Truth is: for Debian's archive, rsync is not enough.
Due to the design of the archive, a single call to rsync leaves the mirror in an inconsistent state during most of the sync process.
Explanation is simple: index files are stored in dists/, package files are stored in pool/. Sort those directories by name (just like rsync does) and you get that the indexes will be updated before the actual packages are downloaded.
There are multiple scripts out there that do exactly that, one of them in
Ubuntu's wiki. Plenty more if you search the web.
Now, addressing that issue shouldn't be so difficult, right? after all, all the index files are in dists/, so syncing in two stages should be enough. It's not that simple.
With the dists/ directory containing over 8.5GBs worth of indexes and, erm,
installer files, even a two stages sync will usually leave the mirror in an inconsistent state for a while.
How about only deferring to the second stage the bare minimum?, I hear you ask.
That is the
current approach, but it leads to
some errors when new index files are added and used.
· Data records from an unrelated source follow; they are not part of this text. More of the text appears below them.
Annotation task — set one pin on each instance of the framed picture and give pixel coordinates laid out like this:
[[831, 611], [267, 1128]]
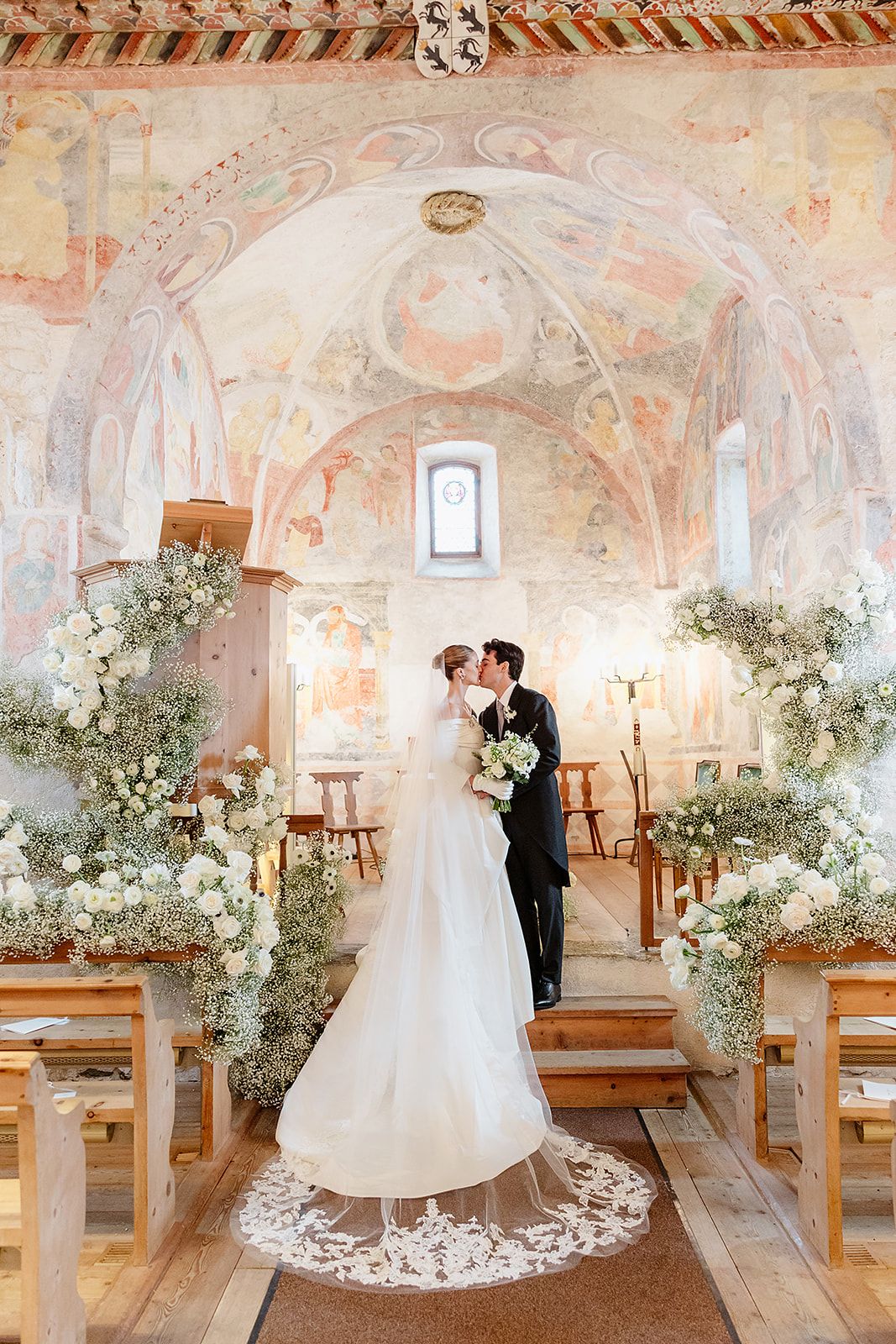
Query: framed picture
[[708, 772]]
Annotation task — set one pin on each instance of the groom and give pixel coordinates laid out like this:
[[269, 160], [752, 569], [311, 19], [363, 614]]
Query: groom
[[537, 864]]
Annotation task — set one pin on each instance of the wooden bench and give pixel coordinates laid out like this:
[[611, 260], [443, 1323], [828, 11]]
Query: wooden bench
[[215, 1115], [147, 1101], [842, 994], [43, 1211]]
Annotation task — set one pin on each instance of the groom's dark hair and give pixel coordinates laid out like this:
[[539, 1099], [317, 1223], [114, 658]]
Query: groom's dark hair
[[510, 654]]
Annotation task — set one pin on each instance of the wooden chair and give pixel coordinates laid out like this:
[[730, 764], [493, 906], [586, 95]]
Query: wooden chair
[[43, 1211], [147, 1101], [298, 824], [327, 780], [587, 808], [856, 994]]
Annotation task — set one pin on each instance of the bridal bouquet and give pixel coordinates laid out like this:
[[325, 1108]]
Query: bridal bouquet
[[511, 759]]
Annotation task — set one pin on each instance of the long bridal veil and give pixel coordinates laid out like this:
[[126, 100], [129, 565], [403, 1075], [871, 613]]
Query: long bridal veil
[[417, 1144]]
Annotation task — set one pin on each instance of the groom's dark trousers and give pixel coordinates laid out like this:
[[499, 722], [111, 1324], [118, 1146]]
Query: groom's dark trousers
[[537, 864]]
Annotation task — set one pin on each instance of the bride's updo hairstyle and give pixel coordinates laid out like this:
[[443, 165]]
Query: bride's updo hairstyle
[[453, 658]]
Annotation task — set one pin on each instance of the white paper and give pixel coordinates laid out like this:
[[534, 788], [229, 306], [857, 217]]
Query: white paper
[[879, 1092], [31, 1025]]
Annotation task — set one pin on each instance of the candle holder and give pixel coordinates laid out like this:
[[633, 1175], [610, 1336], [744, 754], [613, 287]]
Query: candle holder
[[638, 770]]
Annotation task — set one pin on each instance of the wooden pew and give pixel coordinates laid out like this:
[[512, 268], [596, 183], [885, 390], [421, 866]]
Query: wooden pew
[[43, 1211], [147, 1101], [215, 1124], [842, 994]]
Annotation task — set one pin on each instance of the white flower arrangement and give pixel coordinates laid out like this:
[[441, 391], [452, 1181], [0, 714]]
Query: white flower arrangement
[[727, 941], [812, 857], [113, 877]]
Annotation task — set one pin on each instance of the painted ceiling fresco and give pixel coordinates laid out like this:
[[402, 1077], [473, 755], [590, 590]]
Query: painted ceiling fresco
[[148, 33]]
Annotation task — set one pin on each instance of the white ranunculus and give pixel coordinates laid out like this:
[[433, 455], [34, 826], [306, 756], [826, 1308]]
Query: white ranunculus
[[794, 917], [80, 622]]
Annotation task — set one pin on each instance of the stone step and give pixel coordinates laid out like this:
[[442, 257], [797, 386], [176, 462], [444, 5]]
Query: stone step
[[605, 1021], [644, 1079]]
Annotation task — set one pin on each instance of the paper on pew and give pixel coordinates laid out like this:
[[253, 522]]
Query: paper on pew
[[29, 1026], [879, 1092]]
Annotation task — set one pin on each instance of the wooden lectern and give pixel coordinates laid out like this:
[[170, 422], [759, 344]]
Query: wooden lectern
[[246, 658]]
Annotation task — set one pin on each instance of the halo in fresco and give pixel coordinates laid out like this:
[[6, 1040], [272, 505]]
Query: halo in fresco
[[452, 316]]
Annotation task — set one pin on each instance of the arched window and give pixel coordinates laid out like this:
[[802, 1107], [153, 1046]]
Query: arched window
[[456, 524], [734, 561], [456, 511]]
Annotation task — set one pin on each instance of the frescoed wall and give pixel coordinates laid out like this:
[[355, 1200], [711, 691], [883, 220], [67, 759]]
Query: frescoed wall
[[228, 292]]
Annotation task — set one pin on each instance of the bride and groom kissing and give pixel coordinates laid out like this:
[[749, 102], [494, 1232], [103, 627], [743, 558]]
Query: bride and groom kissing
[[417, 1147], [537, 866]]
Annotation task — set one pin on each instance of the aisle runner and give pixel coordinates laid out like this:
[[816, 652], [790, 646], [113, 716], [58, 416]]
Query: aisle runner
[[654, 1290]]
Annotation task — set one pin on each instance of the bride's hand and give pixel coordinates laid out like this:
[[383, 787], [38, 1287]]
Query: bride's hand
[[501, 790]]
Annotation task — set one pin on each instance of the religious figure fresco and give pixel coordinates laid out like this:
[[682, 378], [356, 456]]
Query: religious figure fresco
[[34, 580], [43, 128], [452, 318]]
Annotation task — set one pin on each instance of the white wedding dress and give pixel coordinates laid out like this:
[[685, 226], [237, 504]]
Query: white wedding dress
[[417, 1144]]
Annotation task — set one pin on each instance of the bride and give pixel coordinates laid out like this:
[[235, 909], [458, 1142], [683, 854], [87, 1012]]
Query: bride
[[417, 1146]]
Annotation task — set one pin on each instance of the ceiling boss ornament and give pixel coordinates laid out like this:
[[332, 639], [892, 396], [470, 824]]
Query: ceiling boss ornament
[[452, 35], [452, 212]]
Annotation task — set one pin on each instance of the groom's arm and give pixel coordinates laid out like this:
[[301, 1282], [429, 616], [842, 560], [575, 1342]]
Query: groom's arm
[[547, 739]]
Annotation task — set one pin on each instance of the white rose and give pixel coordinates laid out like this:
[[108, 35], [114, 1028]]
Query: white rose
[[210, 902], [794, 917], [234, 963], [80, 622]]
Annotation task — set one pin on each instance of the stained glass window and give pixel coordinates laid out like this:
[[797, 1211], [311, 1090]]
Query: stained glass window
[[456, 531]]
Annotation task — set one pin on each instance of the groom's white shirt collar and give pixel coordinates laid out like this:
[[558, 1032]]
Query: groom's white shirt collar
[[506, 698]]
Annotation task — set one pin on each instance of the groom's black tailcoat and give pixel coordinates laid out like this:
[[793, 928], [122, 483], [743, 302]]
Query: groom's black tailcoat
[[537, 862]]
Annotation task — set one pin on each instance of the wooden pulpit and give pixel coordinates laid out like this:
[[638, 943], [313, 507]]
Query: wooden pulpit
[[246, 658]]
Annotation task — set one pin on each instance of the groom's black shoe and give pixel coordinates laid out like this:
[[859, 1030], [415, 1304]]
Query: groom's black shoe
[[547, 995]]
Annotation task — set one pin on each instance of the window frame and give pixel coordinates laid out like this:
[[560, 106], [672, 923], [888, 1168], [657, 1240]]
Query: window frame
[[477, 503]]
The fact that people insist in writing their
own scripts doesn't help.
Hopefully, some ideas like
moving the installer stuff out of dists/ and
overhauling the repository layout are being considered. An alternative is to make the users of the mirrors more robust and fault-tolerant, but we would be talking about tenths if not hundreds of tools that would need to be improved.
In all cases, the one script that is actively maintained, is rather portable, and improved from time to time is the
ftpsync script. Please, do yourself and your users a favour: don't attempt to reinvent the wheel (and forget about calling rsync just once).